You beg. You plead. You grovel. (All done in an awkward silent mime act, remember, said fuckboy is just inches in front of you). No avail. You’re going to Lost Society whether you like it or not. Just when you’ve said your last prayer that he doesn’t notice you, he turns around.
Fuckboy – Hey! How’s it going?
You – *attempts at speaking, lack of words, awkward thumbs up*
F – …haha, cool. Hey, have you met Victoria?
Y – *laser vision activated*
Y – *remember you’re not actually a superhero*
Yikes. Things are going downhill faster than a wagon full of fat kids.
Solution: Grab the closest cute boy in your vicinity. Although you usually wouldn’t go for anything less than an 8, a 6 or above will suffice due to the dire needs of the situation. Invent a name for said boy. Brock? Nah, too Pokemon. Weston? Too… bougie. Paxton? Perfect.

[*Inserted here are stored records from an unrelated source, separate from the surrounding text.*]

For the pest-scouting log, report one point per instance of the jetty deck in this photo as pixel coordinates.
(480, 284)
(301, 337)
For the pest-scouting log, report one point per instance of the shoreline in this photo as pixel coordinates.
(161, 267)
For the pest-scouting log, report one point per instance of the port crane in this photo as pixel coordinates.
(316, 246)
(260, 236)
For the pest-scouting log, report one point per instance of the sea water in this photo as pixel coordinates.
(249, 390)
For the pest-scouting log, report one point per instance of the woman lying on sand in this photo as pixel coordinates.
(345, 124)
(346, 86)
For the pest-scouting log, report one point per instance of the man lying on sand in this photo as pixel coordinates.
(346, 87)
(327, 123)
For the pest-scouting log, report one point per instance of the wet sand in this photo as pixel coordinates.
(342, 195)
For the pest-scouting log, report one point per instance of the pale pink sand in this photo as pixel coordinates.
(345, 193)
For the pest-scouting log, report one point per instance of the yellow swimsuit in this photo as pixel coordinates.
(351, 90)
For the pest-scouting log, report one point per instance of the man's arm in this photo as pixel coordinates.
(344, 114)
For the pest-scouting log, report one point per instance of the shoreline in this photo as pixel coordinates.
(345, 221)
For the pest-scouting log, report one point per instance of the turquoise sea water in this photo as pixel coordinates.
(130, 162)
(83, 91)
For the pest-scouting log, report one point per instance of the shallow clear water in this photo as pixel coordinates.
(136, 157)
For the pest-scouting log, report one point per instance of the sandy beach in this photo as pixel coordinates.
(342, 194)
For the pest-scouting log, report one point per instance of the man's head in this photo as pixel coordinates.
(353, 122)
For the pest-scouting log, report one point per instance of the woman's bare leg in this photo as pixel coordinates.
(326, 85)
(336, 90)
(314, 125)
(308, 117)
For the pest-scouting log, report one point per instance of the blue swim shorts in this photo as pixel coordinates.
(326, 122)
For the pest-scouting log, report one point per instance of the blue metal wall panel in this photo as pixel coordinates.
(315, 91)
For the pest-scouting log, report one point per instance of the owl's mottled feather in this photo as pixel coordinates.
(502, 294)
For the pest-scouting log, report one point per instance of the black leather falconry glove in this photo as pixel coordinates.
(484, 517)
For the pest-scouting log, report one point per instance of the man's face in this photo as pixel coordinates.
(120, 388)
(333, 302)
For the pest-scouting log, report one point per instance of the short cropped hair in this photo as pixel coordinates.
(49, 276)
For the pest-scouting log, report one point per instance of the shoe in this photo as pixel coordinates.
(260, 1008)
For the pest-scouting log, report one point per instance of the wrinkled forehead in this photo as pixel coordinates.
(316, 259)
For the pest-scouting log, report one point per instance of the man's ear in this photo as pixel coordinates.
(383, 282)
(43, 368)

Y – Ah, Victoria! Nice to meet you! This is my new boyfriend, Paxton. We met at his father’s country club. Paxton is an investment banker and the heir to a Texas oil baron. And he has a puppy. Scratch that – TWO puppies. Huskies. That’s right, two husky puppies. Isn’t that right, Paxton?
‘P’ – You’re hot, whatever.
F – Oh… ok… well, good to see you’re moving on…
Y – Victoria, I hope you’ve gotten tested!
Then stride off, thank Paxton for his time, and reject his attempts to get your phone number. He’s a 7. You can do better.
4. In your texts
Solution: “New phone, who dis?”
Done and done.
There you have it! Now you can face the world, head held high, plans to enter the Witness Protection Program tabled.
But seriously, DON’T DATE PEOPLE YOU WORK WITH.